RAG Implementation Guide

Overview

Reranking is a two-stage retrieval process that significantly improves search accuracy.

Stage 1 (Retrieval): Retrieve a large set of candidates (e.g., top 50) using a fast method like vector search (Bi-Encoder) or keyword search (BM25).
Stage 2 (Reranking): Re-score these candidates using a more accurate but slower model (Cross-Encoder) and return the top K (e.g., top 5).

Why Reranking?

Vector search (Bi-Encoders) is fast because it pre-computes document embeddings. However, it compresses all document meaning into a single vector, losing nuance.

Cross-Encoders process the query and document together, allowing the model to pay attention to specific interactions between query terms and document text.

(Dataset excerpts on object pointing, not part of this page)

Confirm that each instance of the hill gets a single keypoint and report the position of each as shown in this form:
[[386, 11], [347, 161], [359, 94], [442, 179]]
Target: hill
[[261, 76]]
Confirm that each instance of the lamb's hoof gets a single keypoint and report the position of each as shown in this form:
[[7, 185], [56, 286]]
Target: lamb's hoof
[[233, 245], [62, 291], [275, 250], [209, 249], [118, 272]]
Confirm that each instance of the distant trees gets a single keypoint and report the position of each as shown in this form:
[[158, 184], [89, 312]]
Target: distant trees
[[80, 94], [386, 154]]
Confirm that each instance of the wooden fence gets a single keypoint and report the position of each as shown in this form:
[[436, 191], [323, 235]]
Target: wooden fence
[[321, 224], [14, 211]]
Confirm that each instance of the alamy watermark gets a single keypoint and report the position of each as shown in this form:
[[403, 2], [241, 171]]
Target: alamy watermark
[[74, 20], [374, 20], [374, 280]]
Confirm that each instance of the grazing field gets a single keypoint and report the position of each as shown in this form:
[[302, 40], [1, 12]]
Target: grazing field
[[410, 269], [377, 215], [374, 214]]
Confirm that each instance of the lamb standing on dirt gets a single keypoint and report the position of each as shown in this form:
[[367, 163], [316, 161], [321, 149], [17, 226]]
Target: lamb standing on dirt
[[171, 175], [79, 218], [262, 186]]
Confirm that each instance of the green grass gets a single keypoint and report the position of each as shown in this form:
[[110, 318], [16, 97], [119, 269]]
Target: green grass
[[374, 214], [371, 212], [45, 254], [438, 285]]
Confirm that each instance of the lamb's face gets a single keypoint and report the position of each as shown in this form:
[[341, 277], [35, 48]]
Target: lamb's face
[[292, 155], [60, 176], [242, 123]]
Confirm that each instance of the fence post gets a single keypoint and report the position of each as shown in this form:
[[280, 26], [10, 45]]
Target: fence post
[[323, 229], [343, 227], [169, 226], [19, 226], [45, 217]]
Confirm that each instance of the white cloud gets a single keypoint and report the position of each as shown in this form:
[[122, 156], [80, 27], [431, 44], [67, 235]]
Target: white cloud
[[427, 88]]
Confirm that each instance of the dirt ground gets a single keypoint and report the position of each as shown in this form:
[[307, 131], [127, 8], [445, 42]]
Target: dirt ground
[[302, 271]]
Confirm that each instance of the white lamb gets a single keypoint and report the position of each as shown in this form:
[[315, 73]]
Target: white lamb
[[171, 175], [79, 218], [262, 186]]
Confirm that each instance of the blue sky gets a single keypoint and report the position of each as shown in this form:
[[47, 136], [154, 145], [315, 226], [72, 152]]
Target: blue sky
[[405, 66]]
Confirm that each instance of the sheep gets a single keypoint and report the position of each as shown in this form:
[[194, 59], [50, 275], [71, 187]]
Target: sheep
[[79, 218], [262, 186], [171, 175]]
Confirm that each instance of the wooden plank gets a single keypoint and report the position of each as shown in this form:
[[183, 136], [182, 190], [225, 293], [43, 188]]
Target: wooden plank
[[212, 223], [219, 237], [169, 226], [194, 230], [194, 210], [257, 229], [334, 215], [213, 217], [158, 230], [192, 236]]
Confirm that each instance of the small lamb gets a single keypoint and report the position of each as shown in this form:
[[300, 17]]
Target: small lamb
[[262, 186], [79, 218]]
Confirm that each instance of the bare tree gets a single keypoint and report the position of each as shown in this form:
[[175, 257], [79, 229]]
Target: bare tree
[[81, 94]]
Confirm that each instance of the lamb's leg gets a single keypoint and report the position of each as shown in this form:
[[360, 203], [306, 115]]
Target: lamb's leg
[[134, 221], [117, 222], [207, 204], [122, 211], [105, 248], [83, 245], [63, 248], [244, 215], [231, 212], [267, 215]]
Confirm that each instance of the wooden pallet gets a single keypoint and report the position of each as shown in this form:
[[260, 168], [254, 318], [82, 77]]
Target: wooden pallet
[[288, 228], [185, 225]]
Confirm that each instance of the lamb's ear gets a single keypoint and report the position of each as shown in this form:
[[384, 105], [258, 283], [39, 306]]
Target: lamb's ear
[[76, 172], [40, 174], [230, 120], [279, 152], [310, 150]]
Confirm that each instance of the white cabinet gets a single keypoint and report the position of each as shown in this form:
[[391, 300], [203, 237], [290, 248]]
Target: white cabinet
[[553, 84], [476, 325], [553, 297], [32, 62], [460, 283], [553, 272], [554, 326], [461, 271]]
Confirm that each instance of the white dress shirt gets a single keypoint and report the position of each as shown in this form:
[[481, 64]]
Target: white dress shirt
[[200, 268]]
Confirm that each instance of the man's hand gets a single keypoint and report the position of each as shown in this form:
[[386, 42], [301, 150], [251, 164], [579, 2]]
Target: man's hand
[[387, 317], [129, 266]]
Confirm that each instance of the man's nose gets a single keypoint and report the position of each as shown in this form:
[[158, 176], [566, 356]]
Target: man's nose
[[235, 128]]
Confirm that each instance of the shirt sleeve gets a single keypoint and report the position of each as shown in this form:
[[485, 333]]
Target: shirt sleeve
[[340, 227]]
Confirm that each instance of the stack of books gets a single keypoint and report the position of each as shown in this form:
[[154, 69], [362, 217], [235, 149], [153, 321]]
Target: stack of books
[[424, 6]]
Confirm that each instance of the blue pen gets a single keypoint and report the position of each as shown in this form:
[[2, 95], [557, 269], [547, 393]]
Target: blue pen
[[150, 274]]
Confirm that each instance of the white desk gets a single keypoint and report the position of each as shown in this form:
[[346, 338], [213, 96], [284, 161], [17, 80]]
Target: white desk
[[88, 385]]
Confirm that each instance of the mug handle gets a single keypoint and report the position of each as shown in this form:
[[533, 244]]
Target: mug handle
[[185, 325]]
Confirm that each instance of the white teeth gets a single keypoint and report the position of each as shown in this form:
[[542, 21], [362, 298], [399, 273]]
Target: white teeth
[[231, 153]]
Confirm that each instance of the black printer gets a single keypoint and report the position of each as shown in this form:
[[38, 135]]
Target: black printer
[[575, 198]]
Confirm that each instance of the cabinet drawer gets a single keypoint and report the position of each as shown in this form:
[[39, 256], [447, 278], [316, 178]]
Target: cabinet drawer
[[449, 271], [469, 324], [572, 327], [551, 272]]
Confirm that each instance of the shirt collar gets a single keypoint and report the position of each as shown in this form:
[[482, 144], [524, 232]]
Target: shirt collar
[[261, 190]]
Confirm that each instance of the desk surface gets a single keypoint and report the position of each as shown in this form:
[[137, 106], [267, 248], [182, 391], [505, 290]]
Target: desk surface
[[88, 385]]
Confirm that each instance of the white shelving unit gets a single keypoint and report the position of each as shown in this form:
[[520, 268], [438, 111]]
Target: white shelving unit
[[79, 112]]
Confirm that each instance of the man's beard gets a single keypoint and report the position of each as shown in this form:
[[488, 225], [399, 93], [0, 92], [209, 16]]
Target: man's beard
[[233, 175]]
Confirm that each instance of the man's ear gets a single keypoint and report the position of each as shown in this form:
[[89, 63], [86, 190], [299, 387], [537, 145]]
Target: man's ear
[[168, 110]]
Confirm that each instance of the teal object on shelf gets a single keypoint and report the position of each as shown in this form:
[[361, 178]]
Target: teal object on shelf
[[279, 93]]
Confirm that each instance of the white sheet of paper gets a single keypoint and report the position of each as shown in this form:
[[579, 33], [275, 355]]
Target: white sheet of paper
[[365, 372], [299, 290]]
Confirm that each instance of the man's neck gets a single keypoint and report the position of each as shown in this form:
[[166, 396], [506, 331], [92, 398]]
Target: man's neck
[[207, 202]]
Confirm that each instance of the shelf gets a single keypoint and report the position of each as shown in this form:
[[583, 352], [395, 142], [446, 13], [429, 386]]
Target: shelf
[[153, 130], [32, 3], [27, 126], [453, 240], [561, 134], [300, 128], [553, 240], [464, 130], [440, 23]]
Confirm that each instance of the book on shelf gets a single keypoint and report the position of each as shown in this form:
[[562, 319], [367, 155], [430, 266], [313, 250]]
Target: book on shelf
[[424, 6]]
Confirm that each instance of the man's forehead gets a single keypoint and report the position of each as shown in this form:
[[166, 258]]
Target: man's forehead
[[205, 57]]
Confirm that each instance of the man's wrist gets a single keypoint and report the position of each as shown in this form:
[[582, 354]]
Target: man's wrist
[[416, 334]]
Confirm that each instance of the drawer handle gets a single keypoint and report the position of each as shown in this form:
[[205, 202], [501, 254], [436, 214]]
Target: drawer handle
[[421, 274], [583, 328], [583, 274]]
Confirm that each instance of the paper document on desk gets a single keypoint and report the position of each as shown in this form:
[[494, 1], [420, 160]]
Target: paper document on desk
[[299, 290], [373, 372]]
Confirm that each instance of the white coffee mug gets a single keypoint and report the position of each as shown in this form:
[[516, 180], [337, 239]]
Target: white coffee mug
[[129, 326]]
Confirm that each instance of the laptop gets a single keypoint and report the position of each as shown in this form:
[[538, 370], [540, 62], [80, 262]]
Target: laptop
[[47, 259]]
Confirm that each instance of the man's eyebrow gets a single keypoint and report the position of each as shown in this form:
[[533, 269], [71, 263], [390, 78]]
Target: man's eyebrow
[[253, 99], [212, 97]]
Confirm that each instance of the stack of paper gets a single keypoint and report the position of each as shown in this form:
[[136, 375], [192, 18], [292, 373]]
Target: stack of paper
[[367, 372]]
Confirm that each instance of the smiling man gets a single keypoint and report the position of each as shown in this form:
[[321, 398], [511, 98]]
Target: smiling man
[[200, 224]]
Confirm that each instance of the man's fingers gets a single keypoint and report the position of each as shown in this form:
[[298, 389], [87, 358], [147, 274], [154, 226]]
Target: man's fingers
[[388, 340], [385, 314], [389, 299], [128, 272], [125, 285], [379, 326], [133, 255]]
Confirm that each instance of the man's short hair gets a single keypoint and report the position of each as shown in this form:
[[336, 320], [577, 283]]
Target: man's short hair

This makes them much more accurate but computationally expensive to run on the entire database.

The Solution: Use vector search to filter 1M docs down to 50, then use a Cross-Encoder to find the best 5.

Implementation with Sentence Transformers

We can implement a state-of-the-art reranker locally using the sentence-transformers library and a model like ms-marco-MiniLM-L-6-v2.

Prerequisites

pip install sentence-transformers

Code Example

from sentence_transformers import CrossEncoder

# 1. Initialize the Cross-Encoder model
# This model was trained on the MS MARCO passage ranking dataset
model = CrossEncoder('cross-encoder/ms-marco-MiniLM-L-6-v2')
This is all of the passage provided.